Today, we're looking at Siri's Wolfram Alpha integration. You can force Siri to use Wolfram by prefixing your request with "Wolfram." For example, you might say, "Wolfram, what is the square root of 2?" or "Wolfram, graph x-squared plus three."
But there's a lot more that you can do with Wolfram than just math. Here are ten of our favorite Wolfram searches. These highlight the flexibility of this amazing information resource.
- Roll a Random Number. Say "Wolfram, random integer." Wolfram returns a random value between 0 and 1000. "Wolfram, random number" provides a 0 to 1 floating point value.
- Look up nature facts. Say, "Wolfram, what is the scientific name of a mountain lion?" It's Puma concolor. Rabbits are Leporidae, and Peacocks, Galliformes.
- Check upcoming holidays. Say, "How many days until Thanksgiving?" This returns both the number of days as well as a helpful calendar so you can chart out the time until then.
- Create a secure password. Say "Wolfram, password." Wolfram generates a difficult-to-crack 8-character password. Scroll down for alternates. If you need a longer password, you can append these together.
- Convert text to Morse code. Say, "What is Morse code for horsefeathers?" You'll see the entire sequence laid out for your tapping pleasure.
- Check your diet. Say, "How many calories in a small apple?" Wolfram will tell you that there are 75.
- Ask out about time zones. Say, "Wolfram, what is the local time in Jakarta?"
- Query about your chances. Say, "Wolfram, what is the probability of a full house?" For a random five-card hand, it's apparently 1 in 694.
- Have fun with pop culture. Say, "What is the airspeed velocity of an unladen swallow?" or "Wolfram, who shot the sheriff?"

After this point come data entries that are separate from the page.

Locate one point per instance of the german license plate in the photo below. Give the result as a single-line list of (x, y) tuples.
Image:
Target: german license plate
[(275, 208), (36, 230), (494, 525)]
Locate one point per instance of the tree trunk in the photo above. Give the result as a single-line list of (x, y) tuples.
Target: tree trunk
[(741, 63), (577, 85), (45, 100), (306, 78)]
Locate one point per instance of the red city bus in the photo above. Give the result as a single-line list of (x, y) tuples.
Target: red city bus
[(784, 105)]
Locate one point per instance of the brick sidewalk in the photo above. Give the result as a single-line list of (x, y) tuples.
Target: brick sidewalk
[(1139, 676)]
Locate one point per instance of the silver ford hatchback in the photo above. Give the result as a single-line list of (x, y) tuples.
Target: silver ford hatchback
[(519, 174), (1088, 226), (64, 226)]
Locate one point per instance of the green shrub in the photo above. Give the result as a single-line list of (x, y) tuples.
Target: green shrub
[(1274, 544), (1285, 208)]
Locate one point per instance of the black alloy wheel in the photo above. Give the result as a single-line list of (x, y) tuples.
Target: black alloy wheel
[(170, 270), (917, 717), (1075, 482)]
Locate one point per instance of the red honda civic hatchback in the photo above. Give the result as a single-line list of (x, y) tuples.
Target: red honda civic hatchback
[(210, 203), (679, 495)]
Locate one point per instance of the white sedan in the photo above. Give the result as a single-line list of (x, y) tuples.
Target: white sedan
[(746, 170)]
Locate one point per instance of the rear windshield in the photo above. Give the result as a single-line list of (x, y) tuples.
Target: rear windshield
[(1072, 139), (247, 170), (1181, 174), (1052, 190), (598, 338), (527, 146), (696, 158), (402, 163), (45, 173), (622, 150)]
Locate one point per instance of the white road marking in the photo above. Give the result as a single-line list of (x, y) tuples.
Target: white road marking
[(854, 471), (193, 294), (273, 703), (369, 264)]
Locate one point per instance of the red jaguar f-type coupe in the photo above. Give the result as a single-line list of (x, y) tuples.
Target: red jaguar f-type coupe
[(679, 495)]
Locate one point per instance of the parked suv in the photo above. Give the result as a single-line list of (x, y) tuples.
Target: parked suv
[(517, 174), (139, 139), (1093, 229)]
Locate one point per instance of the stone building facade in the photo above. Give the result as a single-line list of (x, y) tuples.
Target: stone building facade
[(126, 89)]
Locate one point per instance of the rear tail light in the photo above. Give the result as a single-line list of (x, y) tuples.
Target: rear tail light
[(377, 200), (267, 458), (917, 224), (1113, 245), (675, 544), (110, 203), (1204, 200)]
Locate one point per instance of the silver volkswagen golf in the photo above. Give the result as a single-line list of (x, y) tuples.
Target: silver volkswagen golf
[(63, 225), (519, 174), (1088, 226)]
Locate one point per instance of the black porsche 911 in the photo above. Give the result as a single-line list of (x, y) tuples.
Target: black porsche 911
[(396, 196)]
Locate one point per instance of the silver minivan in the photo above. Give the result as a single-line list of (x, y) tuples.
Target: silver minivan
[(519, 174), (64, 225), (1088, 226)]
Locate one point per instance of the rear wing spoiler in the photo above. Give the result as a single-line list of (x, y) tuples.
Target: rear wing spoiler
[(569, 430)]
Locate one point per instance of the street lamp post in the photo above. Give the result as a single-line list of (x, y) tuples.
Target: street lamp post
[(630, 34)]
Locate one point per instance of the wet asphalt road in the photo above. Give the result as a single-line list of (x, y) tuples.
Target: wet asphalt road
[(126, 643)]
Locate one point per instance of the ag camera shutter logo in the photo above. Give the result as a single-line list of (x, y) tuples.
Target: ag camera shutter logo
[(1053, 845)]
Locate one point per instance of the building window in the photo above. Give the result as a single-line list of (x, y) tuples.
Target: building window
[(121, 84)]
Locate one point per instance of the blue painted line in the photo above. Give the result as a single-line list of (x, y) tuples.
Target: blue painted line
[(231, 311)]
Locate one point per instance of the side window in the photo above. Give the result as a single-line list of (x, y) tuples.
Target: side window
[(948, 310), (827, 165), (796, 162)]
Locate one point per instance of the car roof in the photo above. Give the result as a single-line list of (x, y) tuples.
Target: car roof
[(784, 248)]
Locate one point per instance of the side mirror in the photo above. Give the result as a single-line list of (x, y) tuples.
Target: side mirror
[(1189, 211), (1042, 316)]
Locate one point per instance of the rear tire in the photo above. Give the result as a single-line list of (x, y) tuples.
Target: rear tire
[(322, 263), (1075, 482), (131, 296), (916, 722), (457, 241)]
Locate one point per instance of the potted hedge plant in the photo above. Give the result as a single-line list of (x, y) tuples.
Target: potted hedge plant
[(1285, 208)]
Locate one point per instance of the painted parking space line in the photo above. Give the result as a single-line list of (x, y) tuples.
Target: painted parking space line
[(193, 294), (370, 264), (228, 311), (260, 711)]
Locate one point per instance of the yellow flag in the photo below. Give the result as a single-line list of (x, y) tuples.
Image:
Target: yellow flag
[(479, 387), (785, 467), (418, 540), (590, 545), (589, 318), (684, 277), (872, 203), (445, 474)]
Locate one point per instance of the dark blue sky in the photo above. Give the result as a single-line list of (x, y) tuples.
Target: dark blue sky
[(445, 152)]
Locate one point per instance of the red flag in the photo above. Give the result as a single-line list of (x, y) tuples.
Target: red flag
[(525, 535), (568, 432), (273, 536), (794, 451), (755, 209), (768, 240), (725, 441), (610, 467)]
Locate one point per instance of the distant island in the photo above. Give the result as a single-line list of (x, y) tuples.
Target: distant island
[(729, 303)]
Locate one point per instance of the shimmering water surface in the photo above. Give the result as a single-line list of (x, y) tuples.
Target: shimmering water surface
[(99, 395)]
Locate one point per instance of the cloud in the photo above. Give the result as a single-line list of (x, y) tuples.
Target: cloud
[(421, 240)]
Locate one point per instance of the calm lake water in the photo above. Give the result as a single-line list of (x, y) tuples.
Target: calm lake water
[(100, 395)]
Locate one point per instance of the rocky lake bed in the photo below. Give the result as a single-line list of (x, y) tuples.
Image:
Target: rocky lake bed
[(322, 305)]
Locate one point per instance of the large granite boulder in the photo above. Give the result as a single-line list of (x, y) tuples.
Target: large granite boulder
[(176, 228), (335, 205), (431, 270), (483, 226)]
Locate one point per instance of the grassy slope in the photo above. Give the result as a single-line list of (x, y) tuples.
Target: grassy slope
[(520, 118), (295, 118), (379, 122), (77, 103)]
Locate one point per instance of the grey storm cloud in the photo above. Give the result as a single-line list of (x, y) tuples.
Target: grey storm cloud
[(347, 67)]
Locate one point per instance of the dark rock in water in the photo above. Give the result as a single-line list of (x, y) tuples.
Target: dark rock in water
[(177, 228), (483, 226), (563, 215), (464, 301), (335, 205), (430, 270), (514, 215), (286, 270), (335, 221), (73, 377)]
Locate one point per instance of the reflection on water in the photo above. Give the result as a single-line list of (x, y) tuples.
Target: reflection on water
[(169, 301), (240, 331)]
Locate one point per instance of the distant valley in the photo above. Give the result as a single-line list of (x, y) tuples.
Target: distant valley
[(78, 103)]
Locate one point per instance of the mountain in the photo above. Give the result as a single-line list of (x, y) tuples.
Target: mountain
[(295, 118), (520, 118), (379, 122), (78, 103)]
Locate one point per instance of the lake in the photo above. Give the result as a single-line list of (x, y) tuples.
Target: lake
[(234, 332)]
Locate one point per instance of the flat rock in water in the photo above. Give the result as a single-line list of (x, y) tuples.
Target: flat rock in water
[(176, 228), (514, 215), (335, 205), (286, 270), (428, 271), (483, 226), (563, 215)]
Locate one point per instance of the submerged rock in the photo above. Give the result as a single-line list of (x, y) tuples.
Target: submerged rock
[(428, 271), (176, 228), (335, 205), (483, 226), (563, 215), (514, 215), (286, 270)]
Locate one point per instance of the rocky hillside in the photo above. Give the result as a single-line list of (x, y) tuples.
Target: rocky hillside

- Visualize colors. Okay, I've saved the best for last. If you work with colors, this can save you a lot of time. Say, "Wolfram pound sign E 9 7 4 5 1" (for Burnt Sienna / Tangerine) or "Wolfram pound sign 2 9 A B 8 7" (for Jungle Green). This will also convert the colors to RGB values and look up closely-matching brand colors from Benjamin Moore. Make sure to scroll down to catch all the helpful information.